For a comprehensive evaluation of injury location, severity, and multiple occurrences of TBI, Creative Bioarray continuously develops novel TBI models for therapeutic compounds evaluations. In Creative Bioarray, all studies can be customized and adjusted to fit client needs. Our traumatic brain injury work takes both short-term recovery and treatments as well as longer-term functional and cognitive outcomes into account. Acute or long-term (chronic) histological, functional and behavioral follow-up are both available. In addition, we leverage our extensive MRI/MRS capability to provide comprehensive studies with superior quality as well as a more comprehensive data package generated from the models.

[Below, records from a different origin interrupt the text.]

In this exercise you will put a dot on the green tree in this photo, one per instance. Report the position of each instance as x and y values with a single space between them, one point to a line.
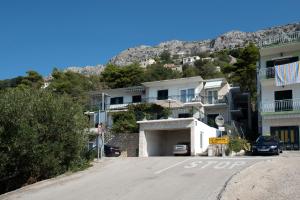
165 57
189 71
33 80
74 84
207 69
118 77
125 121
41 136
243 72
157 72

Fig. 1 Experimental set-ups for the animal models of TBI
In recent years, there have been numerous reports of interventions that enhance sparing of function and/or promote repair mechanisms including axon regeneration so as to enhance recovery of function after SCI. While, there remains no clinical cure for SCI which can result in devastating functional deficits such as complete paralysis.
A barrier to translation is that there are often no published replications of promising studies, raising questions about reproducibility. To address this, stable SCI models are in need. Creative Bioarray has constructed multiple established animal models of spinal cord injury to test the efficacy of novel therapeutics. Creative Bioarray utilizes the model of thoracic SCI which produces a spinal cord contusion with a precisely controlled impact force. This spinal cord contusion mimics the contusion injuries which frequently occur in human SCI. SCI animals exhibit hind limb paralysis which can progressively recover over the ensuing weeks following injury.
Common outcome tests include:
Basso-Beattie-Bresnahan (BBB) locomotor rating scale
Foot faults in the horizontal ladder test
Gait analysis
Histological measurements such as the lesion size and white matter sparing
Models of SCI
Mild/Moderate T10 contusion injury
Severe T10 contusion injury
Hemi-section model (unilateral injury)
Creative Bioarray helps researchers look at short-term histological changes as well as long-term and more comprehensive outcomes within an extensive functional battery. We offer powerful tools to evaluate elements of neuro-protection and neuro-regeneration.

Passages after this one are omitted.